Allerdings hat das Entschädigungsgericht zu Unrecht drei Monate fehlender Verfahrensförderung wegen Krankheit des Kammervorsitzenden des Ausgangsgerichts pauschal als Fall höherer Gewalt angesehen und als nicht entschädigungspflichtige Zeit bewertet. In der Regel fällt auch eine solche Zeit in den Verantwortungsbereich des Gerichts und damit des Staates. Der Staat schuldet den Rechtsuchenden die Bereitstellung einer ausreichenden personellen und sachlichen Ausstattung der Justiz. Dazu gehören auch wirksame personelle Vorkehrungen für Erkrankungen des richterlichen Personals und für andere übliche Ausfallzeiten. Erkrankt ein Richter, ist der durch den Geschäftsverteilungsplan des Gerichts zur Vertretung bestimmte Richter für die Förderung des Verfahrens zuständig. Im Übrigen sind trotz oder wegen der Vertretung entstehende Verzögerungen ebenso wie andere Ausfallzeiten von Richtern grundsätzlich mit der vom Senat angenommenen zwölfmonatigen Vorbereitungs- und Bedenkzeit abgegolten. Erzwingt eine längere Erkrankung die Umverteilung der Geschäfte durch das Präsidium, fallen dadurch entstehende Verzögerungen ebenfalls regelmäßig in den Verantwortungsbereich des Gerichts. Rechtsuchende brauchen sie schon wegen der gebotenen verfahrensfördernden Vertretung nicht entschädigungslos hinzunehmen.

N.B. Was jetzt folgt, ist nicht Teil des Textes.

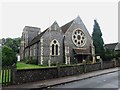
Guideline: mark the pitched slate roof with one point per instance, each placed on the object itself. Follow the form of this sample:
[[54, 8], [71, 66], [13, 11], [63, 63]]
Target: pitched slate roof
[[37, 38], [110, 46], [117, 48], [66, 26]]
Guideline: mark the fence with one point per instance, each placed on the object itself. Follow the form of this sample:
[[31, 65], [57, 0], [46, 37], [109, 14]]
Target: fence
[[6, 75], [12, 76]]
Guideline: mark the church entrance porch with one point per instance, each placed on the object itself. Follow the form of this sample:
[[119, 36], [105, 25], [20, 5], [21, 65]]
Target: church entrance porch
[[80, 57], [81, 54]]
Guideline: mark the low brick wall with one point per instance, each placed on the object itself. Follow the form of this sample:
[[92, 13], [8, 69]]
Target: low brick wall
[[108, 64], [31, 75]]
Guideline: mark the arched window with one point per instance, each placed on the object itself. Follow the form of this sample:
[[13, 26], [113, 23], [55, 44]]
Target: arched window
[[54, 48]]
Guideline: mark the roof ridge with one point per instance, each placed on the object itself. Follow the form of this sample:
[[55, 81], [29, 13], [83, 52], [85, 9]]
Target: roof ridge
[[66, 26]]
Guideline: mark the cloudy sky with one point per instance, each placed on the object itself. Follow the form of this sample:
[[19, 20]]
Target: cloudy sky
[[17, 15]]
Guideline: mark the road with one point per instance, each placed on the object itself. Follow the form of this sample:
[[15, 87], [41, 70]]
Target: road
[[103, 81]]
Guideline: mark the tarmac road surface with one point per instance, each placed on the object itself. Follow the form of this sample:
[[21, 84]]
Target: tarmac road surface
[[109, 81]]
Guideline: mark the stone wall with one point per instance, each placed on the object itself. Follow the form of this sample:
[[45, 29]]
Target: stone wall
[[31, 75]]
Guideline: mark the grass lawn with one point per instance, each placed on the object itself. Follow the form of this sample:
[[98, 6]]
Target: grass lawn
[[21, 65]]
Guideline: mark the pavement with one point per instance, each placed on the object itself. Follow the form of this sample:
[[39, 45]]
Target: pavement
[[62, 80]]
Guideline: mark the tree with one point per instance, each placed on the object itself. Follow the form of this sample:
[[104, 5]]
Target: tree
[[98, 40], [14, 44], [8, 56]]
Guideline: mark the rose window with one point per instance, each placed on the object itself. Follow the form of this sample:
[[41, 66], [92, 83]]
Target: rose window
[[78, 38]]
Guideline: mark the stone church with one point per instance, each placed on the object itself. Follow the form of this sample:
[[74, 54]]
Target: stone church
[[68, 44]]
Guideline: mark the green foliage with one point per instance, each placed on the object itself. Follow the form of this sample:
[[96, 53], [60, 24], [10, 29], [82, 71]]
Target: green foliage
[[22, 65], [14, 44], [98, 40], [8, 56], [31, 60]]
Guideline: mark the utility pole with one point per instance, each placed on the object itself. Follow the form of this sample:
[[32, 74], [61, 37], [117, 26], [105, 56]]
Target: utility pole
[[49, 61]]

Etwas anderes kann aber dann gelten, wenn wegen der Erkrankung des zuständigen Richters zB ein bereits anberaumter Termin kurzfristig verschoben werden muss. Die staatliche Verantwortung für die dadurch eintretende Verzögerung mag anders zu bewerten sein, wenn sich der geschäftsplanmäßige Vertreter in der Kürze der verbleibenden Vorbereitungszeit nicht in die Sache einarbeiten kann und deshalb als verhindert anzusehen ist. Bei einer solchen kurzfristigen Terminverschiebung handelt es sich nicht um eine Verzögerung, die auf einer unzureichenden Ausstattung der Justiz im Allgemeinen beruht. Vielmehr verlängert sich in dieser Konstellation die Verfahrenslaufzeit durch eine unvermeidbare Störung des Verfahrensablaufs, was keine Entschädigungspflicht zu begründen vermag. Ein solcher Fall lag hier jedoch nicht vor.

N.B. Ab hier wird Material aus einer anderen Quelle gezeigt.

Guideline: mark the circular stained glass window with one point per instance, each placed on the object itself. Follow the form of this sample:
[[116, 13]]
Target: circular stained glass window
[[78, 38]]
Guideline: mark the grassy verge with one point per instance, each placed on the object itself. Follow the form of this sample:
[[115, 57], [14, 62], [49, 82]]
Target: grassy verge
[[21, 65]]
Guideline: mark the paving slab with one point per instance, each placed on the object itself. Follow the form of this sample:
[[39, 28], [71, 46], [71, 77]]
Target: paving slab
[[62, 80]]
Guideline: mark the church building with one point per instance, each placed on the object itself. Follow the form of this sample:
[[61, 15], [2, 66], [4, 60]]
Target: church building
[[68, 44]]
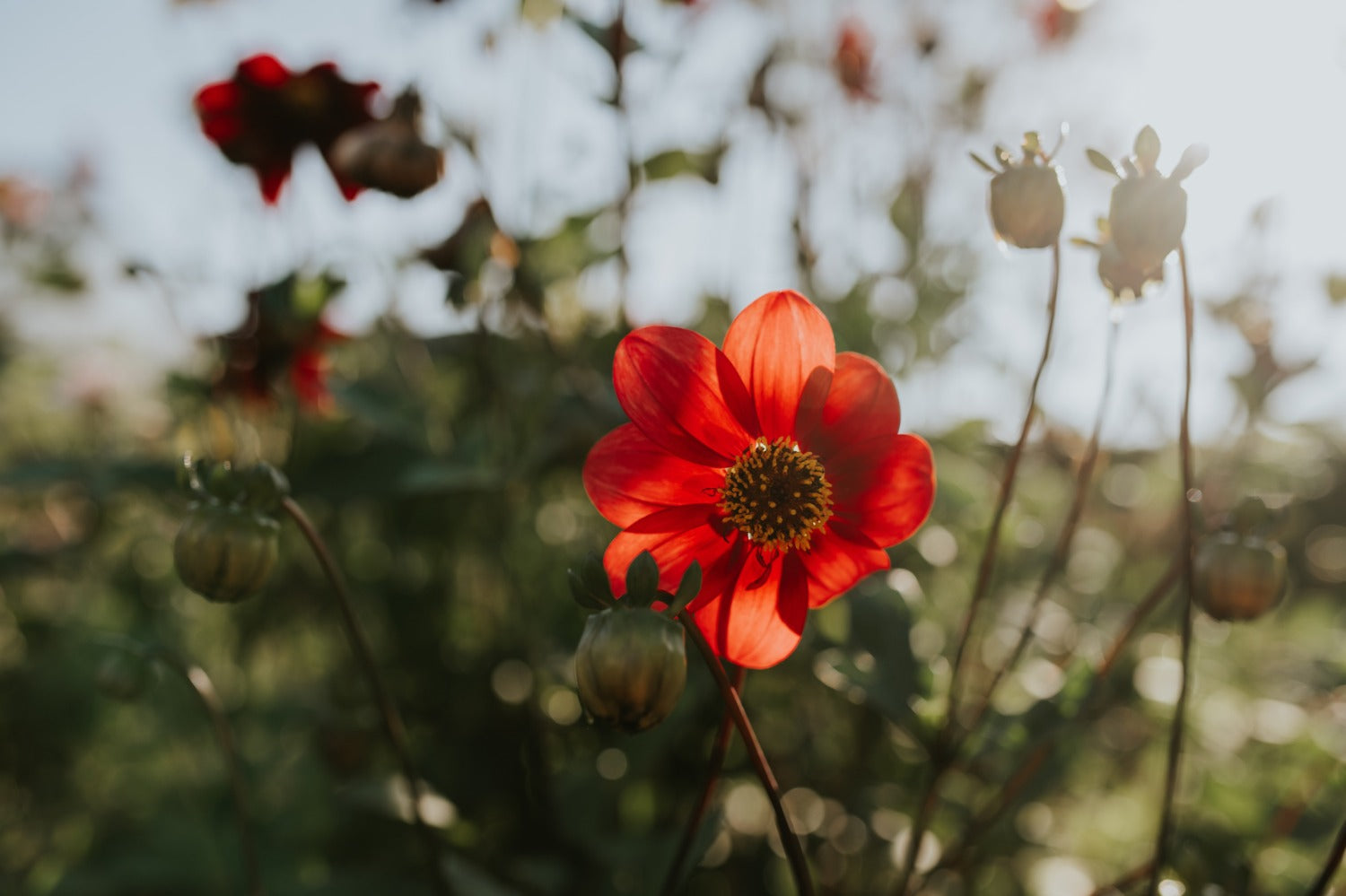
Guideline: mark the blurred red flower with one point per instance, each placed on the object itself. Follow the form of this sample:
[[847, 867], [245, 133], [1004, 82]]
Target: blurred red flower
[[774, 463], [283, 338], [853, 61], [266, 112]]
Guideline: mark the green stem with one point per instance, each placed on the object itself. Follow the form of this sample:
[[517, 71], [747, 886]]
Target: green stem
[[1189, 495], [719, 751], [789, 841], [393, 726]]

Ausgehend von den vorgenannten Maßstäben hätte das Entschädigungsgericht drei weitere Monate als entschädigungspflichtig bewerten müssen. Dem Kläger waren daher mit der Revision zu den vom Entschädigungsgericht bereits ausgeurteilten 1300 Euro weitere 300 Euro Entschädigung zuzusprechen.